Internet commentary about the suicide of Elizabeth “Lizzy” Seeberg after an alleged sexual assault from a Notre Dame football player has taken on a number of different viewpoints on where the blame for her death should lie. While most express condolences for Lizzy Seeberg’s death many maintain that the Notre Damn football player in question for the assault should have no penalties to his athletic career until the charges are formally filed. Attorney Roger Canaff wrote an eloquent letter expressing his condolences for Lizzy’s death while simultaneously applauding her courage to report her sexual assault. Canaff states, “I don’t understand why the man you reported against has played an entire season of football. While it’s true that he is and should be considered innocent until proven guilty, his privilege to play football is not in any way related to his legal rights as a citizen.”

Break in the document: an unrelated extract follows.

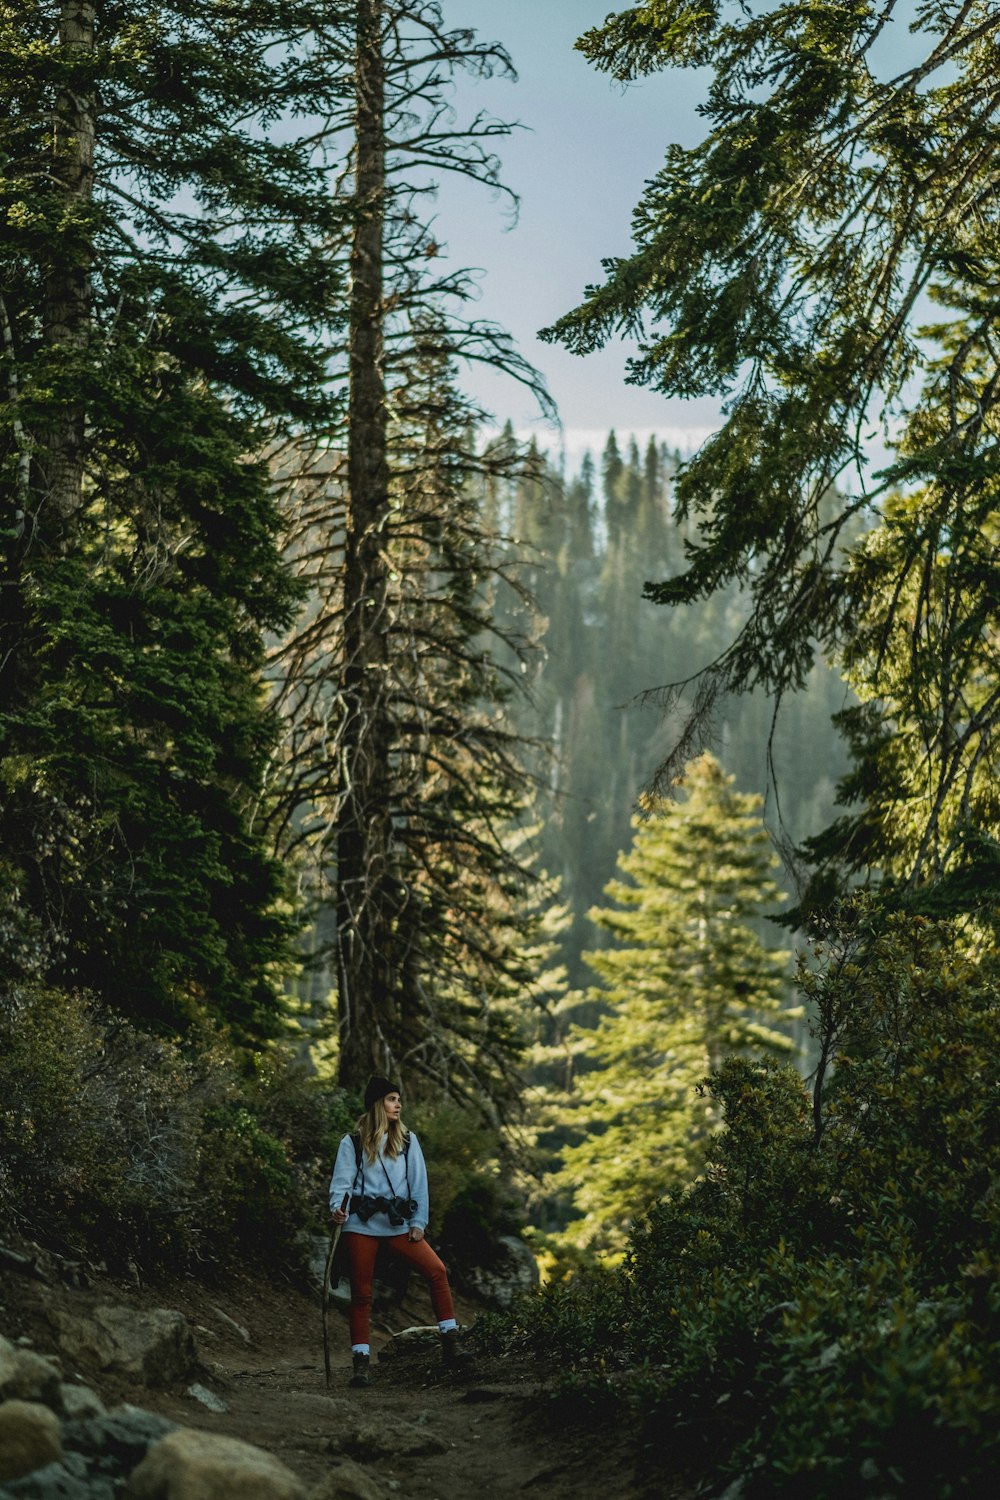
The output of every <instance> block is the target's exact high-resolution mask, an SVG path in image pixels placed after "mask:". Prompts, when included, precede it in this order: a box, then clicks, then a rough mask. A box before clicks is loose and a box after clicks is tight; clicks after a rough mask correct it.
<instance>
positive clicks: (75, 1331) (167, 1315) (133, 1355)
mask: <svg viewBox="0 0 1000 1500" xmlns="http://www.w3.org/2000/svg"><path fill="white" fill-rule="evenodd" d="M52 1325H54V1326H55V1331H57V1334H58V1344H60V1349H61V1350H63V1352H64V1353H66V1355H69V1358H70V1359H73V1361H75V1362H93V1364H96V1365H99V1368H100V1370H114V1371H117V1373H118V1374H123V1376H129V1377H130V1379H132V1380H136V1382H141V1383H142V1385H145V1386H168V1385H172V1383H174V1382H175V1380H183V1379H184V1377H186V1376H190V1374H193V1371H195V1367H196V1362H198V1356H196V1352H195V1340H193V1335H192V1332H190V1328H189V1325H187V1320H186V1317H184V1316H183V1313H174V1311H171V1310H168V1308H154V1310H153V1311H150V1313H142V1311H138V1310H135V1308H126V1307H96V1308H94V1310H93V1313H91V1316H90V1317H75V1316H72V1314H69V1313H52Z"/></svg>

What is disturbing about the young man accused being able to play an entire season of football is that it appears to send a message, whether intentional or not, that the reputation of college athletic programs is more important than reporting incidents of sexual assault or violence. Many of the comments on various news and editorial postings about Lizzy Seeberg state “Remember Duke Lacrosse” (an incident in 2007 where three Duke Lacrosse players were falsely accused of sexual assault from a stripper they had hired for a party) as if one false accusation of sexual assault is enough to make up for the 25% of women who will be beaten or raped in their lifetimes. Victim blaming comments perpetuate a system that normalizes violence against women and takes credit away from the very real pain many victims of interpersonal violence experience. To advocate for the accused young man to continue to play football despite allegations of rape against him, while simultaneously maintaining that one does not condone violence against women is both contradictory and naive.
Roger Canaff commends Lizzy for her courage to speak out against her assault and how it is the fault of a system of normalized violence against women, not her own actions, that led to a delay in the investigation of her rapist. Canaff serves as an excellent example of an active bystander speaking out against the sexual assault of Lizzy Seeberg. Allies like Mr. Canaff serve an important role in making interpersonal violence prevention and intervention pertinent to all people, not just women.

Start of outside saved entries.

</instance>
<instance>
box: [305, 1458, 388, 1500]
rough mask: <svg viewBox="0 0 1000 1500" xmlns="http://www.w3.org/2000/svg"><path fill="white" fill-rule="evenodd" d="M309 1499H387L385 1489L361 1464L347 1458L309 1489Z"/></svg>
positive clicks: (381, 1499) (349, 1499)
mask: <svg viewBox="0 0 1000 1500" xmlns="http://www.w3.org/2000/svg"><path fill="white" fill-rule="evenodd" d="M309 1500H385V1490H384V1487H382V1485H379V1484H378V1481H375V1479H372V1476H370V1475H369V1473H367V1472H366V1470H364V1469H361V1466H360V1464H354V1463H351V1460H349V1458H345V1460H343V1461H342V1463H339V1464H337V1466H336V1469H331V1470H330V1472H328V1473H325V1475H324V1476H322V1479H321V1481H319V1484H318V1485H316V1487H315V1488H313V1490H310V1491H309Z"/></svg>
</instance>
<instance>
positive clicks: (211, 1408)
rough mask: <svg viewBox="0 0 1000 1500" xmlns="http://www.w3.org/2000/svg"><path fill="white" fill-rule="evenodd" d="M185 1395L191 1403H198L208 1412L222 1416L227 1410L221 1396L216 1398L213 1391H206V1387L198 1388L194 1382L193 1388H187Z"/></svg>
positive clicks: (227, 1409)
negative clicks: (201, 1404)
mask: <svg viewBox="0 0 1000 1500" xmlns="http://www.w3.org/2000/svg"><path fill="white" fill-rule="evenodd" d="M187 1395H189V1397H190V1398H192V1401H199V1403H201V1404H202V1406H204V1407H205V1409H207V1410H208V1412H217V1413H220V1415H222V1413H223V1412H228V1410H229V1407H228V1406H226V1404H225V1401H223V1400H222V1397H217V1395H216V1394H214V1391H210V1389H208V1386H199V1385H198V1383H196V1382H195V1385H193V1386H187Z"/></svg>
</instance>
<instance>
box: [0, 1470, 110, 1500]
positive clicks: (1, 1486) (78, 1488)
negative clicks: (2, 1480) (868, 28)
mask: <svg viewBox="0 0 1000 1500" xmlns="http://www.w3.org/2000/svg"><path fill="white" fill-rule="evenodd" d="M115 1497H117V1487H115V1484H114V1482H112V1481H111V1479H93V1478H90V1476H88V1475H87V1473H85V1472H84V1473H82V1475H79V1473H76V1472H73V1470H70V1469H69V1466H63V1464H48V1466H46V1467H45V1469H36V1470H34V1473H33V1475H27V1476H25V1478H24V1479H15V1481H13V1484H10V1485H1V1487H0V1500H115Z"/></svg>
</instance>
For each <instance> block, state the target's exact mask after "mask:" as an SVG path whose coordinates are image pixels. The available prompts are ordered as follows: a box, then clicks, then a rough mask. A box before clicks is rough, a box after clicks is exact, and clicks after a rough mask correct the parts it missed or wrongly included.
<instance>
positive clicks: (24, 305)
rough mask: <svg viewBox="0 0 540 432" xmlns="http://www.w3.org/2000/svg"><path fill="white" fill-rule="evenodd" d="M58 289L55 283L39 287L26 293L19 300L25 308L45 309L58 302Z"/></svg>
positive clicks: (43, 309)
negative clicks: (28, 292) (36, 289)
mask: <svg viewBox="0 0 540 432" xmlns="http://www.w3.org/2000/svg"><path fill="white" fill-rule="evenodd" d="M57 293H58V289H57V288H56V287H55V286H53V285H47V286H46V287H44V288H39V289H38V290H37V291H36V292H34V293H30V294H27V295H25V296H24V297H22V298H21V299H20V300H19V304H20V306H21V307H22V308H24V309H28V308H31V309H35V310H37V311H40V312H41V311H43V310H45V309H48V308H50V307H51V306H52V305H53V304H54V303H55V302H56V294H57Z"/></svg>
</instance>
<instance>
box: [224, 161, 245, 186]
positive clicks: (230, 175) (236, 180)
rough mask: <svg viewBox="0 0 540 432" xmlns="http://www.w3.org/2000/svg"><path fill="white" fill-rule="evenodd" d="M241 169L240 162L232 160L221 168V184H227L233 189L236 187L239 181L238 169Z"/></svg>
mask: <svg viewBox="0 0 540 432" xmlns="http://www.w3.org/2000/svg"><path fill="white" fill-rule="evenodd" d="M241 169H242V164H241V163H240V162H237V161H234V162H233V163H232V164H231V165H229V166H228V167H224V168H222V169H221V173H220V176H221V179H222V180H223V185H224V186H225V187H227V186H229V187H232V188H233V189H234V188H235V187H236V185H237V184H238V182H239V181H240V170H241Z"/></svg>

Victims of any kind of abuse deserve to be believed. At FVPC we advocate for and believe survivors. If you are feeling scared or hurt in a relationship call our hotline at 919-929-7122 or come into our office to talk with an advocate.

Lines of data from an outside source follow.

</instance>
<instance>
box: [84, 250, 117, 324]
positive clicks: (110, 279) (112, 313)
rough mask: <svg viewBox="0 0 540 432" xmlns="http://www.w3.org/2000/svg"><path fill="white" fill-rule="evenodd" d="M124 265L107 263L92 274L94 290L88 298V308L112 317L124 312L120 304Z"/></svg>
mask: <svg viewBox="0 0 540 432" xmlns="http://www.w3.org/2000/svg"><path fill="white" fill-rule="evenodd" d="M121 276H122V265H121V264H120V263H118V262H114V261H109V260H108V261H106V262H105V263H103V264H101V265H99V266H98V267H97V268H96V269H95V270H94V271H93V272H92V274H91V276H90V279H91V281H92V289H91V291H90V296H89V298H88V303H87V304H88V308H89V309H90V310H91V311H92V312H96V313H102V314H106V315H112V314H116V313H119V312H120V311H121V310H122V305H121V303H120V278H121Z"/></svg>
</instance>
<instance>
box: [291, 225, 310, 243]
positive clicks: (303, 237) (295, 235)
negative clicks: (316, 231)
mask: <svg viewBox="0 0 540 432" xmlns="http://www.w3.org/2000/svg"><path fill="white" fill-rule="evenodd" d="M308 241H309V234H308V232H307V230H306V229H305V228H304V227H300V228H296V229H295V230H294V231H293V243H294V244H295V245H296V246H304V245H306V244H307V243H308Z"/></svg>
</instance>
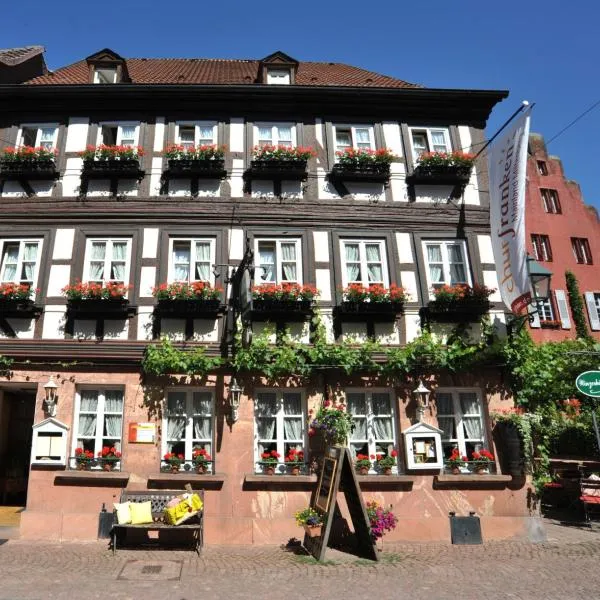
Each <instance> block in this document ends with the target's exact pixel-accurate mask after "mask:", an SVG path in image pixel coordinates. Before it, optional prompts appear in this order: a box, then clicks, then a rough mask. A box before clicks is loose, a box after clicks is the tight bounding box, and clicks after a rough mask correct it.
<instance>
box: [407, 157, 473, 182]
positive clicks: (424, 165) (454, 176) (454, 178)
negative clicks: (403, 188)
mask: <svg viewBox="0 0 600 600" xmlns="http://www.w3.org/2000/svg"><path fill="white" fill-rule="evenodd" d="M474 162H475V155H474V154H467V153H465V152H424V153H423V154H421V156H419V158H418V160H417V166H416V167H415V170H414V171H413V173H412V174H411V175H409V176H408V177H407V178H406V182H407V183H408V184H411V185H414V184H425V185H426V184H439V185H453V186H465V185H466V184H467V183H469V179H470V177H471V170H472V169H473V164H474Z"/></svg>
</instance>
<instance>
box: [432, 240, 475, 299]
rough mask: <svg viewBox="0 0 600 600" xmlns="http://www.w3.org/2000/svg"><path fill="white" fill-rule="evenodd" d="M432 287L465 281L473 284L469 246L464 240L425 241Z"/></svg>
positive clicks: (452, 283)
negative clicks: (469, 268)
mask: <svg viewBox="0 0 600 600" xmlns="http://www.w3.org/2000/svg"><path fill="white" fill-rule="evenodd" d="M423 254H424V256H425V264H426V265H427V284H428V285H429V287H430V288H439V287H442V286H443V285H456V284H459V283H465V284H468V285H471V276H470V273H469V268H468V265H467V248H466V245H465V243H464V242H463V241H462V240H450V241H435V242H434V241H427V242H423Z"/></svg>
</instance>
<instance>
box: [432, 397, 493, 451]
mask: <svg viewBox="0 0 600 600" xmlns="http://www.w3.org/2000/svg"><path fill="white" fill-rule="evenodd" d="M435 398H436V404H437V419H438V426H439V428H440V429H441V430H442V448H443V451H444V457H445V458H449V456H450V454H451V453H452V449H453V448H458V451H459V452H460V454H461V456H467V457H469V459H470V458H471V455H472V454H473V452H474V451H477V450H481V448H483V447H484V446H485V434H484V429H483V419H482V414H481V413H482V411H481V400H480V398H479V393H478V392H476V391H474V390H449V389H442V388H439V389H438V391H437V392H436V394H435Z"/></svg>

Update & Note 12.9: The comment below draws attention to the fact that our language in the original post was unclear. We didn’t mean that 1 in 4 women will be raped in their lifetime but rather than 1 in 4 will be raped or physically assaulted. This “1 in 4″ statistic is where the name of this blog comes from since domestic violence covers a broad range of abuse, including sexual assault. But we have corrected the confusing language and hyper-linked that statistic for those who want more details.